Swing open the glass door, head up some dimly lit stairs and waltz in to the swankiest soirée in the business district. An ode to old Hollywood, Nick & Nora’s is an art deco lounge dripping with 1930s glamour that boasts a mix of classic and theatrical cocktails along with a river of Champagne. The Cafe Noir (A$22), an elegant espresso martini riff, is finished with a shot of liquid nitrogen that leaves an alluring mousselike top swirling in fog. The bathroom’s soundtrack is audio from a 1936 Thin Man murder movie starring detectives called, you guessed it, Nick and Nora.

Runner Up

There’s plenty of fun to be found at this Collingwood rooftop bar, where the bartenders are as happy as the patrons. Once the not-so-easy-to-find elevator drops you at the pastel pink entrance, you’re treated to enviable views of the city’s skyline and its sunsets. If weather permits (there’s also an indoor bar), laze among the blossoming fruit trees while sampling the small but well-mixed cocktails that blend summery Italian classics with Australian flavors. The vintage DJ decks play funky tunes to a diverse hipsterish crowd. You might even see an ironic (of course) Australian mullet haircut.

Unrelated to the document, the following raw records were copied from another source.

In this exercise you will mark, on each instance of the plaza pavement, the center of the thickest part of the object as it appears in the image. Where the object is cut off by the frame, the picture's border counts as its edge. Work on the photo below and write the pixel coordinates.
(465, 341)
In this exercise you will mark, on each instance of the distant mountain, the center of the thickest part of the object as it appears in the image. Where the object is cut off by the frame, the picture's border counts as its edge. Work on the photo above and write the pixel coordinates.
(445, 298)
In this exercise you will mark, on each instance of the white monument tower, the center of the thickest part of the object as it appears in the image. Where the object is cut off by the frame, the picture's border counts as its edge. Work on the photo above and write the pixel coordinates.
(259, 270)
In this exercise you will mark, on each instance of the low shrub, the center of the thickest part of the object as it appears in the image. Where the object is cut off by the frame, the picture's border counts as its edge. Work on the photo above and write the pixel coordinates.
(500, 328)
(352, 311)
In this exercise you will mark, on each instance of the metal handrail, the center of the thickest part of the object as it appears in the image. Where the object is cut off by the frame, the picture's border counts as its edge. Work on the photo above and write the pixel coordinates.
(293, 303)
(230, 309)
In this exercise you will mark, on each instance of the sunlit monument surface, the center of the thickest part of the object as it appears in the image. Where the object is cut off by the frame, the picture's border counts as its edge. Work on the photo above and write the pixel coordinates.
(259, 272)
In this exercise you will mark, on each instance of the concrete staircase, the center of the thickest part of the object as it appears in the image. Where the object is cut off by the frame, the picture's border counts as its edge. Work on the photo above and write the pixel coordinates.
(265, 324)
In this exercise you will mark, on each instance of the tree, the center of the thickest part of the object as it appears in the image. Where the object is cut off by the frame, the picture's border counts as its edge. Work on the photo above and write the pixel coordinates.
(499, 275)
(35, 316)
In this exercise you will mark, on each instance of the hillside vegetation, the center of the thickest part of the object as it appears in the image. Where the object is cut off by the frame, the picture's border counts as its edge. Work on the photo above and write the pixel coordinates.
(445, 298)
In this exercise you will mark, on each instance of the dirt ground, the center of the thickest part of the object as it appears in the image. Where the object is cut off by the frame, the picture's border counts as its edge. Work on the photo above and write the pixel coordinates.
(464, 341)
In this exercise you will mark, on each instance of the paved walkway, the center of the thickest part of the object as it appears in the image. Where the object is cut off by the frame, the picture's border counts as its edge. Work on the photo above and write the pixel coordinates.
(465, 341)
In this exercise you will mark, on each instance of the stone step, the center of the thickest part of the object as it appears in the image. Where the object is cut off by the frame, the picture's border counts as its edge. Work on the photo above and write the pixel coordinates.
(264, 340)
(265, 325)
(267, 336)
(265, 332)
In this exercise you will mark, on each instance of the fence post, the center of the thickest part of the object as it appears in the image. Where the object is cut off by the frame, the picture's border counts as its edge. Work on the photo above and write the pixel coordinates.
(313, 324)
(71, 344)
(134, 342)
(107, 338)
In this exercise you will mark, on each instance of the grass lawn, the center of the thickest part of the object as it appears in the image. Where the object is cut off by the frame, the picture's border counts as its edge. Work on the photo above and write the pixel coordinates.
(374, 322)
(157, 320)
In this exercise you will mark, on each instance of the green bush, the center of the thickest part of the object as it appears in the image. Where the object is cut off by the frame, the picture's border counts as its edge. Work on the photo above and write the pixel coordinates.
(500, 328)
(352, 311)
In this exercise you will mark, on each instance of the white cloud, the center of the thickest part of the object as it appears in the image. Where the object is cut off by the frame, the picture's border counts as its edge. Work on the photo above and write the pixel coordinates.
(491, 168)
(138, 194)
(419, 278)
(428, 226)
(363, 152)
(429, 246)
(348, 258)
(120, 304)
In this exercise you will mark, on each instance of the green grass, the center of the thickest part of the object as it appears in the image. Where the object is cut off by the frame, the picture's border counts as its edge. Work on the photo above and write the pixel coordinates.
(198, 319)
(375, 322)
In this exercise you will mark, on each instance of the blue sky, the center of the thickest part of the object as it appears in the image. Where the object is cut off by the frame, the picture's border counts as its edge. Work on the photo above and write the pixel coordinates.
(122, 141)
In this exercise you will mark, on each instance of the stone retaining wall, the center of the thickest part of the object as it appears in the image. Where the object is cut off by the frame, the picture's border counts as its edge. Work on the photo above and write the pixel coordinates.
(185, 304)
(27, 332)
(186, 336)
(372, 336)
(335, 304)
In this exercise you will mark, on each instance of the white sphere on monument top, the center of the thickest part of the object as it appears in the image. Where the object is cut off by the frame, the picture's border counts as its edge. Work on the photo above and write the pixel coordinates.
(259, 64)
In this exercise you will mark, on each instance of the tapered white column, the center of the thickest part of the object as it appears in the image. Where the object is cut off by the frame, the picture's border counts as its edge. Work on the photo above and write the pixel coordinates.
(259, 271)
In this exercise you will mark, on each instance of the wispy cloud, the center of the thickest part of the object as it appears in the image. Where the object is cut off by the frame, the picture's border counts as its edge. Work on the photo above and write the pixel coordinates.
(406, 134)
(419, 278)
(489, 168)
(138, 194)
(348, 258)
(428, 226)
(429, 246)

Think cigars, the romance of white tablecloths and multiple rounds of cocktails and Champagne. From an expansive terrace accessed by wraparound timber stairs, Siglo commands striking views of Melbourne’s neoclassical Parliament House and the nearby St Patrick’s Cathedral spire. After-work and weekend drinkers lounge in Parisian wicker chairs as they peruse a wonderfully dense European drink menu, as well as a large selection of Cuban Havanas. Start with a beer at this proudly drinks-and-smokes venue, and follow with a cocktail or two (or three), like a Negroni or a Fluff My Framboise, garnished with raspberry dust.